Linda Evangelista Named Creative Director & New Face Of Erasa — Botox In A Jar

Linda Evangelista once said that she and fellow supermodel Christy Turlington didn’t “wake up for less than $10,000 a day.” Now that she’s the new Creative Director, Vice President, and face of Erasa XEP-30—a cream that claims to replace Botox, launched over a year ago by the former chief scientist at Estée Lauder, Jules Zecchino—we wonder how much she’s making?

That figure isn’t public, of course, but Evangelista, now 51, a self-proclaimed beauty junkie who’s been the confident, alluring face of high-end brands from L’Oréal Paris to Dolce Gabbana, does intend to boost overall sales for the company: from a current revenue reported at $2 million, she plans to reach $7 million by 2017.

The plan? First, to expand the line, and second, to expand the market. Erasa currently sells their only product, Erasa XEP-30 Extreme Line Lifting and Rejuvenation Concentrate ($160), on their site and on Amazon; Evangelista plans to develop a moisturizer and build in sales at specialty retailers.

We were actually one of the first websites to review and report on Erasa at its launch. The botox-replacing cream was created by Skyler Brand Ventures, an investment fund and skincare incubator founded by ex-Wall Streeters and the aforementioned Jules Zecchino. Zecchino created Erasa’s magic ingredient, a patented neuropeptide that mimics the paralyzing effect of snail venom—specifically from the Australian cone snail. (For more on snail venom, read this.) It promises to smooth out fine lines and also tackle melasma, which Evangelista has reportedly experienced.

Evangelista told Elle“I know what doesn’t work. I realized there was wasted time and wasted money involved in my skin care regimen.”

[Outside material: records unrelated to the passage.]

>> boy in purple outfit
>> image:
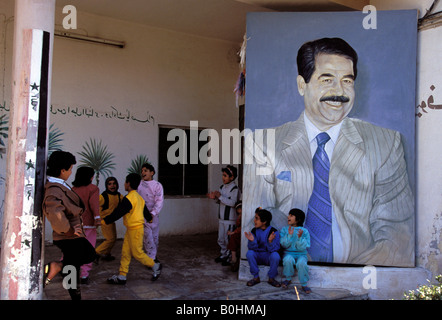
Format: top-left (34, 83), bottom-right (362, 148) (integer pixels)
top-left (244, 208), bottom-right (281, 287)
top-left (137, 163), bottom-right (164, 281)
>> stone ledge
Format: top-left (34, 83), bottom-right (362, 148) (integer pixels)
top-left (238, 260), bottom-right (432, 300)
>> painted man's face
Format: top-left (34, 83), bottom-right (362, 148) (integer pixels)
top-left (297, 54), bottom-right (355, 131)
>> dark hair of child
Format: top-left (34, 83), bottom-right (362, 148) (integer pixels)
top-left (126, 173), bottom-right (141, 190)
top-left (221, 165), bottom-right (238, 179)
top-left (104, 177), bottom-right (119, 190)
top-left (46, 151), bottom-right (77, 177)
top-left (289, 208), bottom-right (305, 227)
top-left (72, 167), bottom-right (95, 187)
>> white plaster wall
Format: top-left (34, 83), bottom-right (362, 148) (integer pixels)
top-left (47, 9), bottom-right (239, 240)
top-left (370, 0), bottom-right (442, 281)
top-left (0, 0), bottom-right (240, 241)
top-left (416, 27), bottom-right (442, 275)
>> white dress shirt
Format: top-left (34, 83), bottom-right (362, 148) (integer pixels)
top-left (304, 113), bottom-right (343, 262)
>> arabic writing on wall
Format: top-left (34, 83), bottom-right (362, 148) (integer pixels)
top-left (50, 105), bottom-right (155, 125)
top-left (416, 85), bottom-right (442, 118)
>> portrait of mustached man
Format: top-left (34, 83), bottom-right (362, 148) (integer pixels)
top-left (243, 38), bottom-right (414, 266)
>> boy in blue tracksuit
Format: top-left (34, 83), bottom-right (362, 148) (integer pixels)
top-left (244, 208), bottom-right (281, 287)
top-left (280, 209), bottom-right (311, 293)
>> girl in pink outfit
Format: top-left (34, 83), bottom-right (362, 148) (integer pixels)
top-left (72, 167), bottom-right (101, 284)
top-left (137, 163), bottom-right (164, 268)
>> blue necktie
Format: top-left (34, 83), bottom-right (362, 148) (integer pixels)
top-left (305, 132), bottom-right (333, 262)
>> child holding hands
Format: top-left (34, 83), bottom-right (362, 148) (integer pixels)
top-left (244, 208), bottom-right (281, 287)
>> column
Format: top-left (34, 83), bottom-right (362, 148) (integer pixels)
top-left (0, 0), bottom-right (55, 300)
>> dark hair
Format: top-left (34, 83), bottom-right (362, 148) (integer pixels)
top-left (72, 167), bottom-right (95, 187)
top-left (104, 177), bottom-right (119, 191)
top-left (221, 165), bottom-right (238, 179)
top-left (289, 208), bottom-right (305, 227)
top-left (126, 173), bottom-right (141, 190)
top-left (255, 207), bottom-right (272, 227)
top-left (141, 163), bottom-right (155, 174)
top-left (296, 38), bottom-right (358, 83)
top-left (46, 151), bottom-right (77, 177)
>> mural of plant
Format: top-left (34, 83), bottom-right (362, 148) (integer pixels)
top-left (0, 114), bottom-right (9, 158)
top-left (127, 154), bottom-right (150, 174)
top-left (78, 138), bottom-right (115, 186)
top-left (48, 124), bottom-right (64, 156)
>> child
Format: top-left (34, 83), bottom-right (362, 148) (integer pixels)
top-left (43, 151), bottom-right (96, 300)
top-left (104, 173), bottom-right (162, 284)
top-left (244, 208), bottom-right (281, 287)
top-left (95, 177), bottom-right (123, 261)
top-left (208, 165), bottom-right (240, 266)
top-left (281, 209), bottom-right (311, 294)
top-left (137, 163), bottom-right (164, 274)
top-left (72, 167), bottom-right (101, 284)
top-left (227, 202), bottom-right (242, 272)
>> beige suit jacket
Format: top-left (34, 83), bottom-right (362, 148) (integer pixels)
top-left (243, 114), bottom-right (415, 267)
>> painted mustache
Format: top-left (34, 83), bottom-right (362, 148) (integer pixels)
top-left (319, 96), bottom-right (350, 102)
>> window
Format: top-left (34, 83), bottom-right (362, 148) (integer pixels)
top-left (158, 126), bottom-right (208, 196)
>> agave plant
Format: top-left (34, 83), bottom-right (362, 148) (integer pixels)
top-left (78, 138), bottom-right (115, 185)
top-left (48, 123), bottom-right (64, 156)
top-left (0, 114), bottom-right (8, 158)
top-left (127, 154), bottom-right (150, 174)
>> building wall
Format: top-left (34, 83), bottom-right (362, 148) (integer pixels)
top-left (0, 1), bottom-right (239, 240)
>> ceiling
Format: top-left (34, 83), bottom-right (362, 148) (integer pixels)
top-left (56, 0), bottom-right (369, 43)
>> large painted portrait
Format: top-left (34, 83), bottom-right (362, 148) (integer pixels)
top-left (242, 10), bottom-right (417, 267)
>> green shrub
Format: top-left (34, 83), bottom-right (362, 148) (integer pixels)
top-left (404, 275), bottom-right (442, 300)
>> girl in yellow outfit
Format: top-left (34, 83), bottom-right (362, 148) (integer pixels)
top-left (95, 177), bottom-right (123, 261)
top-left (104, 173), bottom-right (162, 284)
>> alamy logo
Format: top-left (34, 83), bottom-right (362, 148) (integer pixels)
top-left (167, 121), bottom-right (275, 175)
top-left (63, 5), bottom-right (77, 30)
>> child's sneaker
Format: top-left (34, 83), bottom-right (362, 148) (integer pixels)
top-left (150, 259), bottom-right (163, 281)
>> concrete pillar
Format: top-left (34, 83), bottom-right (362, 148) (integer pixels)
top-left (0, 0), bottom-right (55, 300)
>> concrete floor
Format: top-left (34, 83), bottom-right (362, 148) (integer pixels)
top-left (43, 233), bottom-right (367, 300)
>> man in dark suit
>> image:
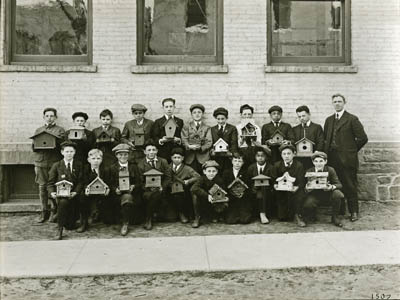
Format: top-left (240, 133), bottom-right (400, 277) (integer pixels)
top-left (324, 94), bottom-right (368, 222)
top-left (151, 98), bottom-right (183, 162)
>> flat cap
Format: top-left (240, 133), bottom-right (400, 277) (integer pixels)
top-left (112, 144), bottom-right (130, 154)
top-left (190, 104), bottom-right (206, 113)
top-left (213, 107), bottom-right (228, 118)
top-left (311, 151), bottom-right (328, 160)
top-left (131, 104), bottom-right (147, 112)
top-left (202, 160), bottom-right (219, 170)
top-left (268, 105), bottom-right (283, 114)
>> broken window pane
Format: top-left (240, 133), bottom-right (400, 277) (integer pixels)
top-left (15, 0), bottom-right (88, 55)
top-left (144, 0), bottom-right (217, 56)
top-left (272, 0), bottom-right (342, 57)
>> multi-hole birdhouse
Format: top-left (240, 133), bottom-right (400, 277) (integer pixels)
top-left (143, 169), bottom-right (163, 188)
top-left (56, 180), bottom-right (74, 197)
top-left (296, 137), bottom-right (315, 157)
top-left (305, 172), bottom-right (329, 190)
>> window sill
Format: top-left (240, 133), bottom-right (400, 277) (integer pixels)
top-left (265, 65), bottom-right (358, 73)
top-left (131, 64), bottom-right (229, 74)
top-left (0, 65), bottom-right (97, 73)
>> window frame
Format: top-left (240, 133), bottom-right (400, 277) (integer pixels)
top-left (4, 0), bottom-right (93, 65)
top-left (136, 0), bottom-right (224, 65)
top-left (267, 0), bottom-right (351, 66)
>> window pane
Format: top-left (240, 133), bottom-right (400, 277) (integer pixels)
top-left (144, 0), bottom-right (217, 55)
top-left (272, 0), bottom-right (342, 57)
top-left (15, 0), bottom-right (88, 55)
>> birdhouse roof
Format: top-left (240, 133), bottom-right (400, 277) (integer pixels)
top-left (143, 169), bottom-right (164, 176)
top-left (295, 137), bottom-right (315, 145)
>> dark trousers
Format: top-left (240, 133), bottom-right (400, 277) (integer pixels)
top-left (328, 151), bottom-right (359, 214)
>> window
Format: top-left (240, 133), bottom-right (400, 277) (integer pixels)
top-left (267, 0), bottom-right (351, 65)
top-left (5, 0), bottom-right (92, 64)
top-left (137, 0), bottom-right (223, 65)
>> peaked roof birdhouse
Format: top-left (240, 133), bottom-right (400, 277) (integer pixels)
top-left (143, 169), bottom-right (163, 188)
top-left (305, 172), bottom-right (329, 190)
top-left (296, 137), bottom-right (315, 157)
top-left (30, 130), bottom-right (60, 150)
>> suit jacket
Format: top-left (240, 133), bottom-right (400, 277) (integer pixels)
top-left (211, 123), bottom-right (238, 152)
top-left (324, 111), bottom-right (368, 170)
top-left (181, 121), bottom-right (212, 164)
top-left (137, 157), bottom-right (171, 190)
top-left (32, 124), bottom-right (65, 168)
top-left (151, 116), bottom-right (183, 160)
top-left (293, 122), bottom-right (324, 151)
top-left (47, 159), bottom-right (83, 194)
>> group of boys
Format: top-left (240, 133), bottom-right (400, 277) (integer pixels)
top-left (33, 95), bottom-right (367, 239)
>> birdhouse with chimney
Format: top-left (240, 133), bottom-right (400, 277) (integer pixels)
top-left (274, 172), bottom-right (298, 192)
top-left (296, 137), bottom-right (315, 157)
top-left (56, 179), bottom-right (74, 197)
top-left (305, 172), bottom-right (329, 190)
top-left (143, 169), bottom-right (163, 188)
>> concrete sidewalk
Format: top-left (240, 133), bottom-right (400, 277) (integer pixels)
top-left (0, 230), bottom-right (400, 278)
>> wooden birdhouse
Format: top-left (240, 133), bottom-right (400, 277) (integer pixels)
top-left (56, 180), bottom-right (74, 197)
top-left (68, 126), bottom-right (86, 140)
top-left (252, 174), bottom-right (271, 187)
top-left (228, 177), bottom-right (249, 198)
top-left (143, 169), bottom-right (163, 188)
top-left (274, 172), bottom-right (297, 191)
top-left (118, 168), bottom-right (131, 192)
top-left (305, 172), bottom-right (329, 190)
top-left (30, 131), bottom-right (59, 150)
top-left (208, 184), bottom-right (229, 203)
top-left (296, 137), bottom-right (315, 157)
top-left (164, 118), bottom-right (177, 139)
top-left (214, 138), bottom-right (228, 153)
top-left (87, 177), bottom-right (109, 195)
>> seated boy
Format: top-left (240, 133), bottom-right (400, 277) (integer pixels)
top-left (271, 144), bottom-right (306, 227)
top-left (304, 151), bottom-right (344, 227)
top-left (138, 140), bottom-right (171, 230)
top-left (76, 149), bottom-right (110, 232)
top-left (247, 147), bottom-right (273, 224)
top-left (190, 160), bottom-right (228, 228)
top-left (169, 148), bottom-right (200, 223)
top-left (48, 141), bottom-right (83, 240)
top-left (222, 152), bottom-right (253, 224)
top-left (110, 144), bottom-right (142, 236)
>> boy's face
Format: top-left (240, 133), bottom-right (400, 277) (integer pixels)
top-left (313, 157), bottom-right (326, 170)
top-left (203, 167), bottom-right (218, 180)
top-left (281, 148), bottom-right (294, 163)
top-left (215, 115), bottom-right (228, 126)
top-left (61, 146), bottom-right (76, 161)
top-left (115, 152), bottom-right (129, 164)
top-left (43, 110), bottom-right (57, 124)
top-left (192, 108), bottom-right (203, 121)
top-left (269, 111), bottom-right (282, 122)
top-left (100, 116), bottom-right (112, 126)
top-left (256, 151), bottom-right (267, 165)
top-left (171, 154), bottom-right (183, 166)
top-left (88, 154), bottom-right (103, 168)
top-left (144, 145), bottom-right (158, 159)
top-left (232, 157), bottom-right (244, 170)
top-left (297, 111), bottom-right (311, 124)
top-left (74, 117), bottom-right (86, 127)
top-left (163, 101), bottom-right (175, 116)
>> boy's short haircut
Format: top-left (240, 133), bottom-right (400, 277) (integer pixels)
top-left (88, 148), bottom-right (103, 157)
top-left (100, 109), bottom-right (113, 119)
top-left (43, 107), bottom-right (57, 117)
top-left (296, 105), bottom-right (310, 114)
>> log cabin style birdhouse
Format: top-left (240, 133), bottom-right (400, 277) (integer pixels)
top-left (296, 137), bottom-right (315, 157)
top-left (56, 180), bottom-right (74, 197)
top-left (305, 172), bottom-right (329, 190)
top-left (143, 169), bottom-right (163, 188)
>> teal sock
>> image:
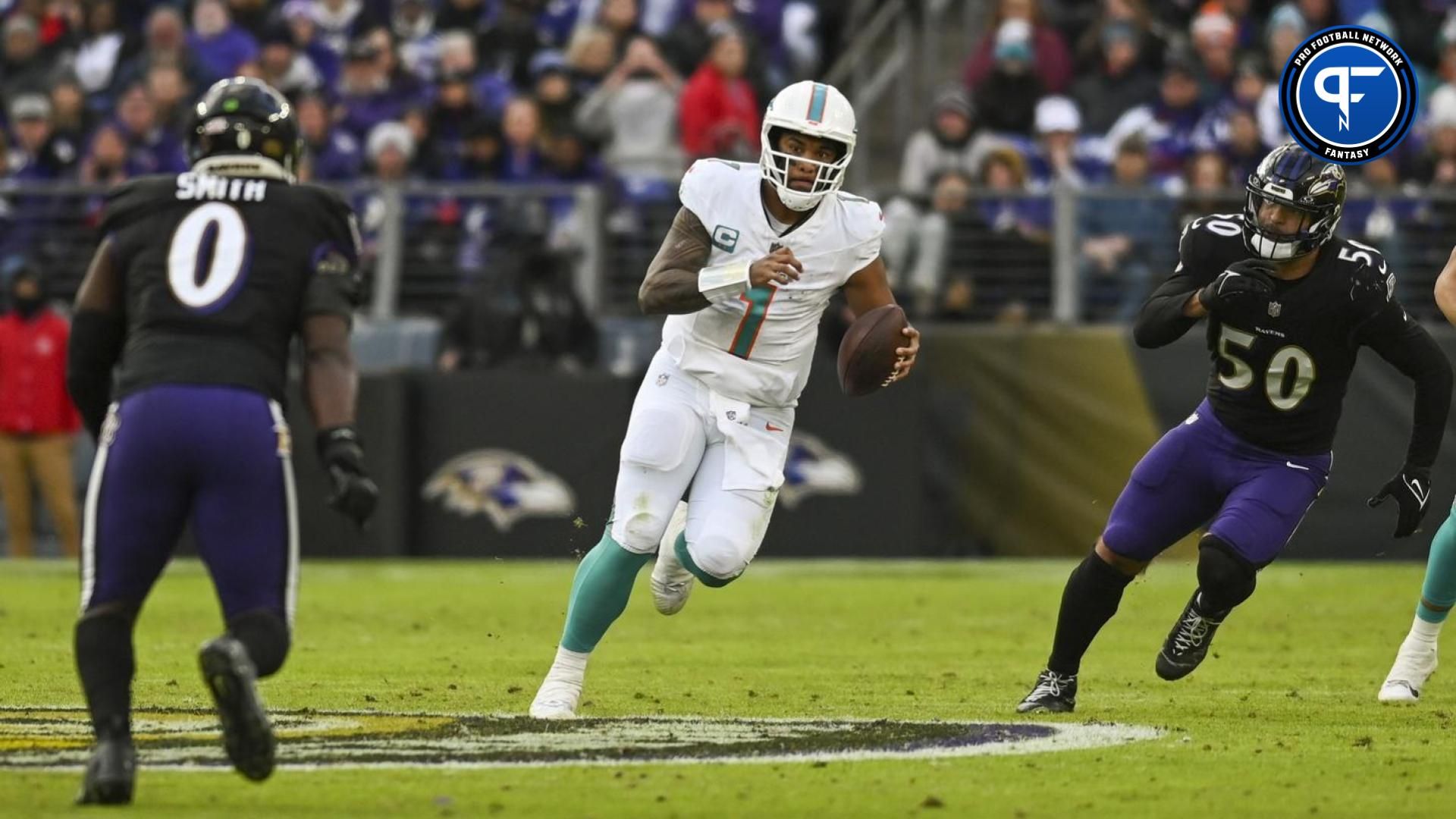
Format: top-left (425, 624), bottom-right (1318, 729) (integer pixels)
top-left (673, 533), bottom-right (738, 588)
top-left (1415, 509), bottom-right (1456, 623)
top-left (560, 531), bottom-right (654, 653)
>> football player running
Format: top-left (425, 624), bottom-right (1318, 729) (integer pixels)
top-left (1016, 143), bottom-right (1451, 711)
top-left (1377, 249), bottom-right (1456, 704)
top-left (67, 77), bottom-right (378, 805)
top-left (530, 82), bottom-right (920, 718)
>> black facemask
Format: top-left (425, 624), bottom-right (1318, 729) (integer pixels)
top-left (10, 296), bottom-right (46, 319)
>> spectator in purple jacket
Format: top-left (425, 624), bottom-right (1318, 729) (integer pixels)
top-left (335, 39), bottom-right (405, 140)
top-left (258, 25), bottom-right (323, 98)
top-left (1106, 57), bottom-right (1203, 180)
top-left (112, 6), bottom-right (218, 89)
top-left (281, 0), bottom-right (344, 87)
top-left (187, 0), bottom-right (258, 77)
top-left (437, 30), bottom-right (516, 117)
top-left (965, 0), bottom-right (1072, 94)
top-left (8, 93), bottom-right (76, 180)
top-left (310, 0), bottom-right (380, 57)
top-left (79, 124), bottom-right (127, 190)
top-left (117, 83), bottom-right (188, 177)
top-left (421, 74), bottom-right (481, 179)
top-left (296, 95), bottom-right (364, 182)
top-left (147, 64), bottom-right (193, 134)
top-left (500, 96), bottom-right (543, 182)
top-left (366, 122), bottom-right (415, 182)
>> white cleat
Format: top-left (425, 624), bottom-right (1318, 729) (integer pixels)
top-left (1379, 637), bottom-right (1436, 705)
top-left (530, 669), bottom-right (581, 720)
top-left (652, 501), bottom-right (695, 615)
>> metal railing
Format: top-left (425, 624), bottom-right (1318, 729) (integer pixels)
top-left (8, 179), bottom-right (1456, 324)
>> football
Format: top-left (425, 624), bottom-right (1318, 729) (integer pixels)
top-left (839, 305), bottom-right (910, 398)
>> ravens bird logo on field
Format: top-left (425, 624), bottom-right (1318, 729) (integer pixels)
top-left (421, 449), bottom-right (576, 532)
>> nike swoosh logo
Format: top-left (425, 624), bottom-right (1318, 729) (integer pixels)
top-left (1405, 478), bottom-right (1431, 509)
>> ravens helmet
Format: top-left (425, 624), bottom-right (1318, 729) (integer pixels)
top-left (1244, 143), bottom-right (1345, 261)
top-left (188, 77), bottom-right (303, 177)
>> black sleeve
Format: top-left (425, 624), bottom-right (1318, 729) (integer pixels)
top-left (1133, 221), bottom-right (1211, 347)
top-left (1356, 300), bottom-right (1451, 466)
top-left (303, 188), bottom-right (361, 319)
top-left (65, 310), bottom-right (127, 440)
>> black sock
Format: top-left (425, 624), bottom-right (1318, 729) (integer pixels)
top-left (228, 610), bottom-right (288, 679)
top-left (1046, 552), bottom-right (1133, 675)
top-left (1194, 535), bottom-right (1258, 620)
top-left (76, 609), bottom-right (136, 739)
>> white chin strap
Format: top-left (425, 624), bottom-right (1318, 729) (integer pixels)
top-left (774, 180), bottom-right (828, 213)
top-left (192, 153), bottom-right (294, 182)
top-left (1249, 233), bottom-right (1298, 261)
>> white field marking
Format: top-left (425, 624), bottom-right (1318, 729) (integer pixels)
top-left (0, 705), bottom-right (1162, 773)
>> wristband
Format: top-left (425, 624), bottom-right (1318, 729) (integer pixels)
top-left (698, 262), bottom-right (750, 302)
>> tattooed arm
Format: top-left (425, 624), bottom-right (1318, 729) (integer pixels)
top-left (638, 207), bottom-right (804, 315)
top-left (638, 207), bottom-right (712, 316)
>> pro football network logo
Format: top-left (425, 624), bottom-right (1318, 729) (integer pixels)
top-left (421, 449), bottom-right (576, 532)
top-left (1279, 27), bottom-right (1417, 165)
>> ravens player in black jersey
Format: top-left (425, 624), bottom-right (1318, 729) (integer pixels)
top-left (1016, 143), bottom-right (1451, 711)
top-left (67, 77), bottom-right (378, 803)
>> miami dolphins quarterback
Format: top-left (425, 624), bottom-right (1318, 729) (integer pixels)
top-left (530, 82), bottom-right (920, 718)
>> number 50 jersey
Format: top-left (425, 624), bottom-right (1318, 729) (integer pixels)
top-left (663, 158), bottom-right (885, 406)
top-left (102, 172), bottom-right (358, 402)
top-left (1176, 214), bottom-right (1424, 455)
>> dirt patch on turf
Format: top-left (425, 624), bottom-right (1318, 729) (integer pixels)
top-left (0, 707), bottom-right (1159, 770)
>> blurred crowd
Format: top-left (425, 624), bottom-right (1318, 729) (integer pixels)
top-left (14, 0), bottom-right (1456, 332)
top-left (0, 0), bottom-right (843, 187)
top-left (885, 0), bottom-right (1456, 322)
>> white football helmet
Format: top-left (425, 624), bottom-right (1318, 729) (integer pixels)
top-left (758, 80), bottom-right (855, 212)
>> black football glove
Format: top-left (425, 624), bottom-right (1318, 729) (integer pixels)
top-left (316, 427), bottom-right (378, 526)
top-left (1198, 259), bottom-right (1274, 313)
top-left (1367, 463), bottom-right (1431, 538)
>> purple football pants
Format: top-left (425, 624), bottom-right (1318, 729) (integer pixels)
top-left (82, 384), bottom-right (299, 623)
top-left (1102, 400), bottom-right (1332, 567)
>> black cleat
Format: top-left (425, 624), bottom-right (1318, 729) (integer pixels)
top-left (1016, 669), bottom-right (1078, 714)
top-left (76, 737), bottom-right (136, 805)
top-left (1157, 592), bottom-right (1228, 680)
top-left (198, 637), bottom-right (274, 783)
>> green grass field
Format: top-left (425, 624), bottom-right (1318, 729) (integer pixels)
top-left (0, 560), bottom-right (1456, 817)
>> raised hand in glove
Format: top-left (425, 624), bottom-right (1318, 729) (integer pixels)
top-left (1198, 259), bottom-right (1274, 313)
top-left (1367, 463), bottom-right (1431, 538)
top-left (316, 427), bottom-right (378, 526)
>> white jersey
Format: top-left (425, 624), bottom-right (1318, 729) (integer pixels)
top-left (663, 158), bottom-right (885, 406)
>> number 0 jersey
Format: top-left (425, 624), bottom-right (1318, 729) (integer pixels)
top-left (663, 158), bottom-right (885, 406)
top-left (102, 172), bottom-right (358, 402)
top-left (1155, 214), bottom-right (1424, 455)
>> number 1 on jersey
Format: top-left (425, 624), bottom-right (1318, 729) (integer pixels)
top-left (728, 286), bottom-right (779, 359)
top-left (168, 202), bottom-right (249, 313)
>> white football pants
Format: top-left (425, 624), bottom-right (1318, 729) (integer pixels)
top-left (611, 350), bottom-right (793, 580)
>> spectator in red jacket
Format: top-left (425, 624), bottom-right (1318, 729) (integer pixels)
top-left (679, 24), bottom-right (760, 160)
top-left (0, 267), bottom-right (80, 557)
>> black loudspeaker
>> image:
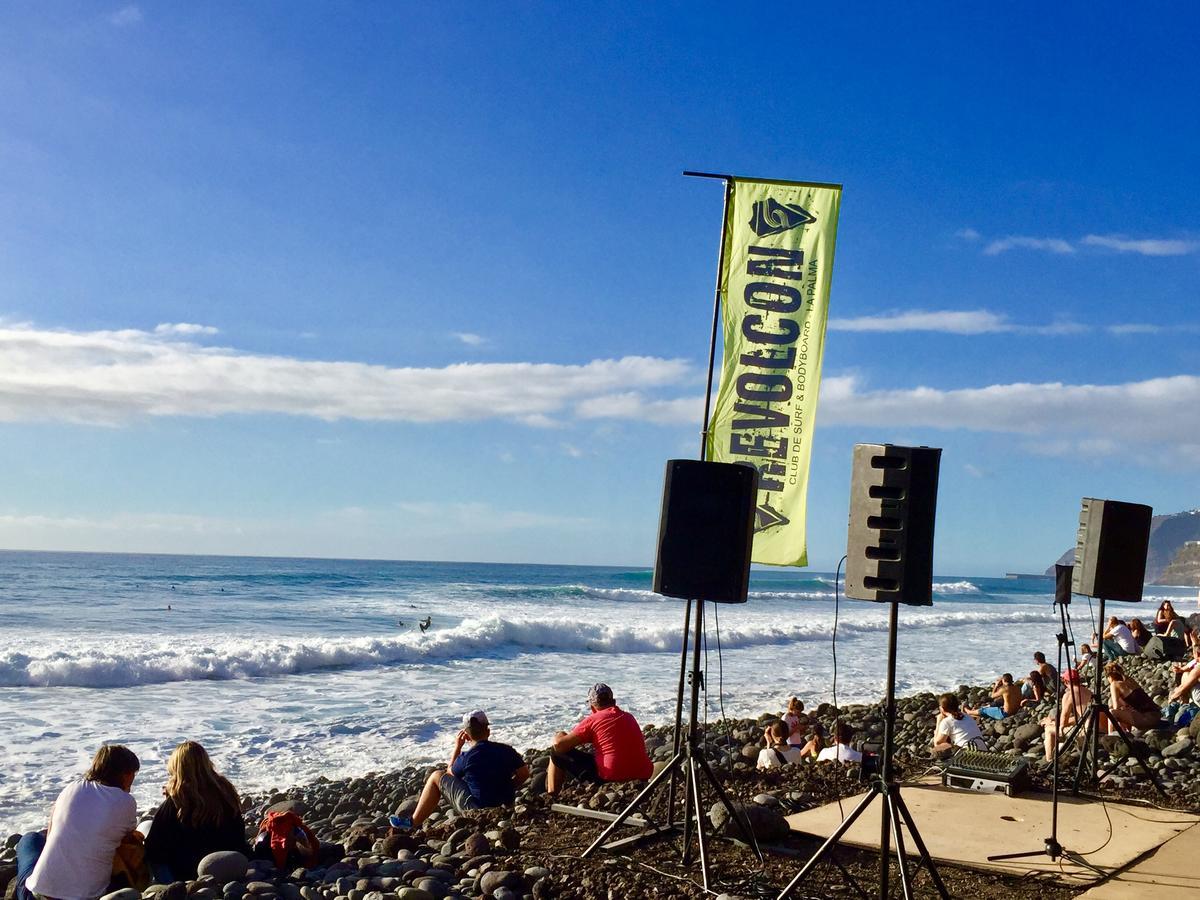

Her facialist, Charlotte’s Book contributor Georgia Louise, was the first to give her the product—apparently, after using Erasa, her dark circles disappeared, her pores got smaller, and (yes) her wrinkles smoothed.

According to the New York Post, Evangelista said: “Endorsing Erasa will be so easy and fun for me because it’s the first time I’ve believed in a product.” She continued, “I realized that I didn’t have Botox this year.”

We’re not quite sure that’s true—Evangelista is open about her Botox use, telling Elle recently:

“Am I against Botox? No! It’s good! I came out [saying I use it] against a lot of people’s wishes. My mom got mad when I said I used Botox, and I think it was in the late ’90s. I was just being honest. So many celebrities won’t say that they use Botox. They also say they don’t diet and that they don’t exercise.”

At Charlotte’s Book, we’re all for whatever works, so we’ll be keeping an eye out for whatever Evangelista develops over at Erasa.